As for the dorms, classrooms, gyms, and other facilities sitting empty, colleges still have to maintain the buildings and their campuses in order to have them ready for students when they do eventually open their doors again.

“It’s not like they’re going to rent out the buildings,” says Sandy Baum, a senior fellow at the Urban Institute and former professor of economics at Skidmore College who authored the 2016 book Student Debt: Rhetoric and Realities of Higher Education Financing. “People have this idea that it must be cheaper to teach online than to teach at a brick-and-mortar school. It’s not cheaper to do high-quality online education.”

A number of colleges have agreed to prorate room and board for the spring semester, as well as to refund student activities fees, acknowledging aspects of higher education which students are clearly unable to participate in from home.
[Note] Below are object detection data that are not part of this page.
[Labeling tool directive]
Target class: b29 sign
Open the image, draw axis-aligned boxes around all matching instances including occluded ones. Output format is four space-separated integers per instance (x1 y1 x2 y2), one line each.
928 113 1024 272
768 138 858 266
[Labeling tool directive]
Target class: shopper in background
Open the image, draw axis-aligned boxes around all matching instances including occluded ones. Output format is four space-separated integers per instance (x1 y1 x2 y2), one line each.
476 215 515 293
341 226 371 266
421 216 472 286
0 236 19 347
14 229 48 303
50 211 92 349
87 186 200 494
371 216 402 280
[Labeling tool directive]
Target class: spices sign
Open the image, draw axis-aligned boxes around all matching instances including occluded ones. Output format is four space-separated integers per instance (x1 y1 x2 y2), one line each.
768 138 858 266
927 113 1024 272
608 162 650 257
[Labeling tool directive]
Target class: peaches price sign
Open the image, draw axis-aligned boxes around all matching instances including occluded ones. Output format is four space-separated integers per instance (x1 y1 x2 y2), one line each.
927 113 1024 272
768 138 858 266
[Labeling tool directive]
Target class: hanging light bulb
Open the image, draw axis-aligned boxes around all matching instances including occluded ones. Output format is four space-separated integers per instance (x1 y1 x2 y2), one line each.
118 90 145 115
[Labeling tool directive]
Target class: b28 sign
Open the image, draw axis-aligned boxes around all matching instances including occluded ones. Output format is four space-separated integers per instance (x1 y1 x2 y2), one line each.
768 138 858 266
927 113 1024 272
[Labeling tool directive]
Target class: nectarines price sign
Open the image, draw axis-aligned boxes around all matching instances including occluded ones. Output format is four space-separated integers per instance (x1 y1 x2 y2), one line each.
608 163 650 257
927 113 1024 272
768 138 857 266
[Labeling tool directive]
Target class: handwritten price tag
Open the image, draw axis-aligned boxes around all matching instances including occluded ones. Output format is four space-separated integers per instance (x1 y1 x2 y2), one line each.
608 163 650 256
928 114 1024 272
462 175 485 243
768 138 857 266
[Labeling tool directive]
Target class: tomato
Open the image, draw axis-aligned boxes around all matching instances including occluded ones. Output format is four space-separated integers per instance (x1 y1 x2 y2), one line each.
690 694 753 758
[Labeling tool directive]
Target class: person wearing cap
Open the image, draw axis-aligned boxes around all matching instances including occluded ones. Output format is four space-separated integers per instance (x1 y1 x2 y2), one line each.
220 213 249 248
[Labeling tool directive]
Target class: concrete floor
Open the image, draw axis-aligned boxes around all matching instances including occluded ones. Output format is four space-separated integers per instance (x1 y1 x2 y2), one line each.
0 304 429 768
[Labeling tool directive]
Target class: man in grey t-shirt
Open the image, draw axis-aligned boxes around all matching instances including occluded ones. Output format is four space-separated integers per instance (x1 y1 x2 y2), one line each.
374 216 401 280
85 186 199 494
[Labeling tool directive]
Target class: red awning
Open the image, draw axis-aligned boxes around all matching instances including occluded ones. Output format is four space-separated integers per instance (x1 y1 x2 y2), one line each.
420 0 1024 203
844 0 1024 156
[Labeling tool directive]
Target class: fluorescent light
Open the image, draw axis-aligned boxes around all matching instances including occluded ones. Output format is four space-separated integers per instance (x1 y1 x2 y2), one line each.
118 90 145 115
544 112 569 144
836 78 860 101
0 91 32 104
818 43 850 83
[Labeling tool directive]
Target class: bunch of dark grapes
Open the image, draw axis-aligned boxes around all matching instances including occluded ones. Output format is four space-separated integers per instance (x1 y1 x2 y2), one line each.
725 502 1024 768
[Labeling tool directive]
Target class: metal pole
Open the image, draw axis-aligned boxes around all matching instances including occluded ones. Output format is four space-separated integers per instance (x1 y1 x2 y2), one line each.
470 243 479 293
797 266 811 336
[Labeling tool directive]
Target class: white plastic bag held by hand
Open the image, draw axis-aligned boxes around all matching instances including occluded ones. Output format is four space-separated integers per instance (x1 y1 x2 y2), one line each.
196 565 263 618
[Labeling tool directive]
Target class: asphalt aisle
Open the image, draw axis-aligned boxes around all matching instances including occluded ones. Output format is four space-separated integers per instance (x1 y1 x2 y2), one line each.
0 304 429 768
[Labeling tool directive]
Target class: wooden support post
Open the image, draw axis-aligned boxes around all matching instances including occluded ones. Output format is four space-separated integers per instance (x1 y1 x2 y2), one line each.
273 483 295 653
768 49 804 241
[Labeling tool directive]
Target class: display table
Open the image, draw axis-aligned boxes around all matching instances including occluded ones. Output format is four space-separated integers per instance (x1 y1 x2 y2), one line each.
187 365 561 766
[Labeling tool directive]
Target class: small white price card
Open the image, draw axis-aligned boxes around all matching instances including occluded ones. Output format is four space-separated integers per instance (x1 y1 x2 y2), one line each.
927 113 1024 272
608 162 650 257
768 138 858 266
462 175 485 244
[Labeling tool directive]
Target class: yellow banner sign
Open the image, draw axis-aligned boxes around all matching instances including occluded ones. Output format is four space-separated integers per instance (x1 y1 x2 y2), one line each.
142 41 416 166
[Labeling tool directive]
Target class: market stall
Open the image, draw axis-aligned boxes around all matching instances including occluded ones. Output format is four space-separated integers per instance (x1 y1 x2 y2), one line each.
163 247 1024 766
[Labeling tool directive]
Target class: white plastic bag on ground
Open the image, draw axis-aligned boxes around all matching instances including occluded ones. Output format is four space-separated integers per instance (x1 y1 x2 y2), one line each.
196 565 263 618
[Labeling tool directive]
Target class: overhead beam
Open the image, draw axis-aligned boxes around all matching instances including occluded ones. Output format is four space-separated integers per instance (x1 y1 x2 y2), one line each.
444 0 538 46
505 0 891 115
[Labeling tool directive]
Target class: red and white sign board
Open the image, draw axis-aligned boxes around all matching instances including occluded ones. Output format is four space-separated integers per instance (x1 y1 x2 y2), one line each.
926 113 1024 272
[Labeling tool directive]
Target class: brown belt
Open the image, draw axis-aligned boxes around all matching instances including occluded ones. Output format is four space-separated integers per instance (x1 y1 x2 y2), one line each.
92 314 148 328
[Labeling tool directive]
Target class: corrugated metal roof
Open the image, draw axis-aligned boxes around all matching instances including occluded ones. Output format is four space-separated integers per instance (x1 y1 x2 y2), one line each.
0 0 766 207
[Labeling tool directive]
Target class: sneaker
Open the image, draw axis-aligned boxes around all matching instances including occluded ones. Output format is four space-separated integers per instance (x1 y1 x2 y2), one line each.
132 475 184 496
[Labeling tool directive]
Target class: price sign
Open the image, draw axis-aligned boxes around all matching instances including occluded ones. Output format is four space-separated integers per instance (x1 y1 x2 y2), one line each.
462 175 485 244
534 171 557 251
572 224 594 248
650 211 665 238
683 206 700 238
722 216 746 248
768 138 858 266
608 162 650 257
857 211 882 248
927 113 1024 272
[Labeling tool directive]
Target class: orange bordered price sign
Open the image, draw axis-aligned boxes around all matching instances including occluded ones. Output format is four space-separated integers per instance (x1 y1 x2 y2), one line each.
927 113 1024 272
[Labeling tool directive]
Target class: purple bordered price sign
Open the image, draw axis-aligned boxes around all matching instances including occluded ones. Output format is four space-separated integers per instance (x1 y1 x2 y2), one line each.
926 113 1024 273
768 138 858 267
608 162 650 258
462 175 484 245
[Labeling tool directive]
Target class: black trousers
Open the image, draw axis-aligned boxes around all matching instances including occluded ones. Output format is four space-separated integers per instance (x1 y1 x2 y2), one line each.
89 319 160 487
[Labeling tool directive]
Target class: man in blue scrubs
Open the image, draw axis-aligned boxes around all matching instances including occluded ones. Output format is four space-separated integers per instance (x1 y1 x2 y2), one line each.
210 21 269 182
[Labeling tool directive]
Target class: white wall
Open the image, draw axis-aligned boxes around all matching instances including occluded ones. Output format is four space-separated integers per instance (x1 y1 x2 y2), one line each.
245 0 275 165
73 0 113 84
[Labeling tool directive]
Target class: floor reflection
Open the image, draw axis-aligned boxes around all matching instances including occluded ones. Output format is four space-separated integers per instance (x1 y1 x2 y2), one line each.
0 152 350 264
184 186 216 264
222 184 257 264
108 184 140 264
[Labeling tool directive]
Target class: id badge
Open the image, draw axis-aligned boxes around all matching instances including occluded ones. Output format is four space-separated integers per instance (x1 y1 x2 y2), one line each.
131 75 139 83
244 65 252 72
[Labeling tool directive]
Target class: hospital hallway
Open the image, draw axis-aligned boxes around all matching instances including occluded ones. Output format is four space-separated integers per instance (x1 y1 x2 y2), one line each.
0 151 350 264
But students aren’t likely to recoup tuition, which colleges spend on faculty and administrative salaries and benefits as well as things like dormitories, bookstores, hospital libraries, and computer labs.

Supply and demand

That said, economists say that colleges and universities will likely make another set of calculations for the fall, informed by the familiar model of supply and demand.

The pandemic hasn’t changed the supply of available spots in colleges and universities. But demand for those spots may well drop in the fall over both financial and health concerns.

“A lot of parents will tell kids, ‘We don’t know what health situation is, why live in an infested dorm when you could stay at home and do online classes,’” says Rich Vedder, a professor emeritus of economics at Ohio University and author of the 2019 book Restoring the Promise: Higher Education in America.

In order to cope with the decline in demand, colleges might have to offer some kind of discount in order to entice more students. That likely means bigger scholarships and more financial aid, some of which may be funded by the $14 billion in federal emergency aid given to US higher-education institutions.

“Even though finances are horrible and the schools would love to raise tuition to offset that, it’s not feasible to do so,” Vedder says. “I think there’s going to be a lot of discounting from conventional sticker prices.”

Keeping a higher sticker price while allowing the typical student to pay far less tuition is in line with the broader trend among liberal-arts schools in particular. As of last year, the average private college in the US was offering tuition discounts of close to 50% in the form of grants and scholarships.

Colleges with massive endowments, like Harvard, Yale, Stanford, and the University of Pennsylvania, can afford to offer up big discounts. But many other schools will have to deeply slash their own costs in order to adjust for any decrease in demand, which could mean everything from laying off administrative and support staff and instating hiring freezes to increasing class sizes and faculty teaching loads. For some, all that cost-cutting still won’t be enough.

“A lot of colleges are really totally tuition-dependent,” says Baum. “Some of them are not gonna make it.” Indeed, the pandemic has put an estimated 20% of US colleges and universities in severe financial peril. And if enough schools are forced to shutter their doors because of the pandemic, the supply of higher-education slots available in the US may wind up dwindling after all.